Enzyme Activity Assay
A commonly used method for determining ascorbate oxidase activity is the iodometric method, which is a classical method with a simple instrument and high accuracy. The second method is spectrophotometry, which has high sensitivity and accuracy, good reproducibility, wide application and good selectivity. The third method is the oxygen electrode analysis method, which has high sensitivity and good accuracy, but the oxygen electrode is very sensitive to temperature changes, and it is necessary to maintain a constant temperature during the measurement. The fourth method is pulse polarography, which is simple in operation and reproducible, consistent with the results of the iodometric method.
Influence Factors
| Temperature | Ascorbic acid oxidase showed two peaks of activity at temperatures below 45 °C, and the enzyme activity lasted for a long time, up to 40 min, and the activity peak was advanced with increasing temperature. Ascorbate oxidase has a peak of enzyme activity at temperatures above 50 °C for a short duration, lasting only 20 min at 60 °C. |
| pH | Ascorbate oxidase exhibits higher activity in the pH range of 5-7, and the enzyme activity is the strongest at pH 5, which can reach 1.06 units. As the pH increases, the enzyme activity decreases. When the pH is 9, the enzyme activity is only 0.35 units. |
| Light intensity & nitrogen form | Under higher light intensity, the growth of plants supplying ammonium nitrogen was inhibited, the chlorophyll content of fresh leaf unit was significantly decreased, and the content of ascorbate oxidase was significantly higher than that of nitrate-nitrogen. In low light conditions, different nitrogen forms do not affect the ascorbate oxidase content. |
| Ozone | O3 can inhibit ascorbate oxidase activity, and the greater the concentration, the stronger the inhibition. O3 has the effect of maintaining ascorbic acid content. |
| Decompression | Decompression has a significant effect on inhibiting ascorbate oxidase activity, maintaining fruit firmness and ascorbic acid content. |
| Plant hormones | Among the common plant growth regulators, uniconazole and abscisic acid can increase the activity of ascorbate oxidase, and gibberellin can delay the increase of ascorbate oxidase concentration. 2,4-Dichlorophenoxyacetic acid can promote the activity of ascorbate oxidase at a certain low concentration. |
| Activator | Metal chelating agents (EDTA), reducing agents (NaHSO3), H3BO3, C6H8O7 and H2O are activators of ascorbate oxidase. This is due to the fact that these substances have different action characteristics against the ascorbate oxidase substrate or on the prosthetic group of the enzyme.
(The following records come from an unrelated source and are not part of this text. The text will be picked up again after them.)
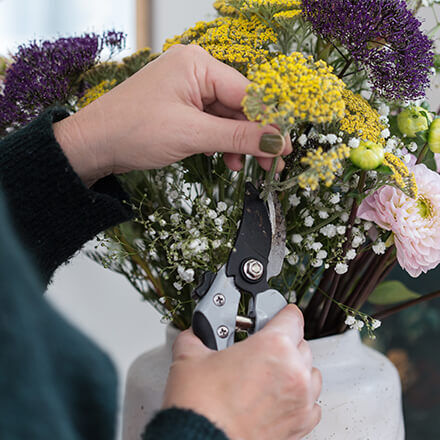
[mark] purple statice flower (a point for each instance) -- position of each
(382, 35)
(44, 73)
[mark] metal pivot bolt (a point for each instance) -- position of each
(223, 331)
(219, 300)
(253, 269)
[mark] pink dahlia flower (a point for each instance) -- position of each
(414, 223)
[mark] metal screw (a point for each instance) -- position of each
(219, 300)
(223, 331)
(253, 269)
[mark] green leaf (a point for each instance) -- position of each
(391, 292)
(429, 160)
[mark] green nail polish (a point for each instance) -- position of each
(271, 143)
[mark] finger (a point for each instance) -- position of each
(212, 133)
(233, 161)
(266, 163)
(289, 321)
(220, 82)
(306, 353)
(316, 384)
(219, 109)
(188, 345)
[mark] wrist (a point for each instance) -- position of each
(77, 137)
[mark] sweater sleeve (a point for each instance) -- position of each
(181, 424)
(54, 212)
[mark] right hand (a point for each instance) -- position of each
(263, 388)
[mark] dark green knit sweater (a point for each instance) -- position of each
(55, 384)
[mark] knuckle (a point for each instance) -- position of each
(239, 139)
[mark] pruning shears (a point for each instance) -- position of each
(257, 256)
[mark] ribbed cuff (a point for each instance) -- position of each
(53, 211)
(182, 424)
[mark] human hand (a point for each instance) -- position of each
(263, 388)
(183, 103)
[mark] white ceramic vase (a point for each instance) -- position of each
(360, 399)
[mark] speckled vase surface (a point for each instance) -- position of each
(360, 399)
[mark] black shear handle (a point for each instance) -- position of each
(203, 330)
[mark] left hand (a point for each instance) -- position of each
(183, 103)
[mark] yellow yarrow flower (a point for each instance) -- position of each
(265, 8)
(360, 118)
(403, 178)
(322, 166)
(236, 41)
(291, 89)
(94, 93)
(223, 8)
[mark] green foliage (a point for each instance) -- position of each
(391, 292)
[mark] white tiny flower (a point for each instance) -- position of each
(379, 248)
(216, 244)
(344, 217)
(375, 324)
(292, 259)
(308, 221)
(358, 325)
(211, 213)
(383, 109)
(335, 198)
(331, 139)
(350, 320)
(296, 238)
(294, 200)
(175, 218)
(385, 133)
(174, 194)
(302, 140)
(351, 254)
(368, 226)
(341, 268)
(354, 142)
(316, 262)
(328, 231)
(321, 255)
(412, 147)
(341, 230)
(221, 206)
(316, 246)
(357, 241)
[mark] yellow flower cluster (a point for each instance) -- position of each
(360, 118)
(286, 18)
(265, 8)
(236, 41)
(94, 93)
(322, 166)
(290, 89)
(403, 178)
(224, 9)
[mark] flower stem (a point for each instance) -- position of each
(391, 311)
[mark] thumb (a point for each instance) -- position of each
(237, 136)
(289, 321)
(189, 346)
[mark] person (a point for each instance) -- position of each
(57, 177)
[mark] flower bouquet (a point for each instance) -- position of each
(345, 79)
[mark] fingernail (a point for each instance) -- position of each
(271, 143)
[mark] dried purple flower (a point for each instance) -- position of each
(382, 35)
(44, 73)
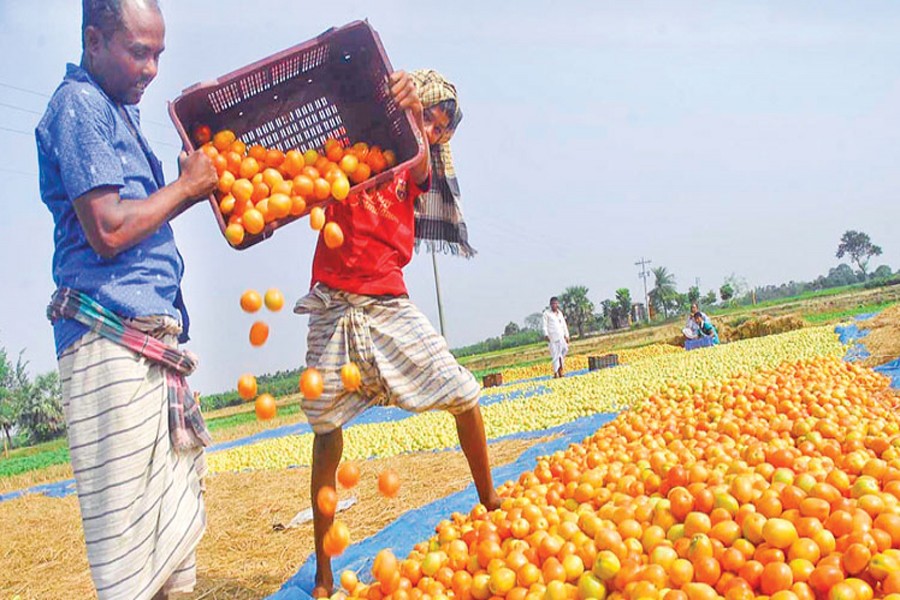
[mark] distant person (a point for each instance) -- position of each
(135, 436)
(556, 333)
(705, 327)
(691, 330)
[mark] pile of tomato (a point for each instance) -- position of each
(781, 484)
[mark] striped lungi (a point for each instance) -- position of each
(141, 501)
(402, 359)
(558, 351)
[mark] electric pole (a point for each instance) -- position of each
(643, 275)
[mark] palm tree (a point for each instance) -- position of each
(577, 307)
(663, 293)
(622, 308)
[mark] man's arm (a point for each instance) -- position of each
(113, 225)
(404, 92)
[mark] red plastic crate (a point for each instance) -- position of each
(335, 85)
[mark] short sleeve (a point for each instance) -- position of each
(80, 135)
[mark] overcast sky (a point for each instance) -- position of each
(711, 138)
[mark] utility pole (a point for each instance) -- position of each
(643, 275)
(437, 289)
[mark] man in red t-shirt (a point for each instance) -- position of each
(360, 312)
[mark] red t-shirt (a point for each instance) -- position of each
(379, 234)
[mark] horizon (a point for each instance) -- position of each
(712, 140)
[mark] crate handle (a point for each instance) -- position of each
(200, 84)
(327, 31)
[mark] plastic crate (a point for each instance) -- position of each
(603, 362)
(492, 380)
(703, 342)
(335, 85)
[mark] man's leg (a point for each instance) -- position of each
(470, 429)
(327, 451)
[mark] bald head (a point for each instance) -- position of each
(123, 40)
(107, 15)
Adding Cu2+ to the same enzyme solution has an inhibitory effect on ascorbate oxidase, which may be related to the destruction of ascorbic acid by metallic copper. |
| Metal ion | When plant tissues are treated with solutions containing different concentrations of Ca2+, Cu2+, Al3+, and K+, the concentration of ascorbate oxidase is greatly affected. Low concentration treatment has a tendency to inhibit enzyme activity, and as the concentration increases, the enzyme activity increases, and when a peak is reached, the activity of the enzyme is inhibited. |
Applications
Ascorbate oxidase is of great significance in plant physiology. Studies have shown that ascorbate oxidase activity is associated with wheat disease resistance and pepper resistance to aphids. After different treatments, some fruits such as kiwi, thorn pear, apple, and winter jujube can be kept fresh for a long time. If the metal ion stress conditions such as aluminum ion and calcium ion are used, the enzyme activity can be improved to some extent; in the presence of small organic molecules, the activity also changes to different degrees, which provides a reference for planting under different cultivation conditions.
Reference
- Messerschmidt A. 8.14 Copper Metalloenzymes [J]. Comprehensive Natural Products II, 2010:489-545.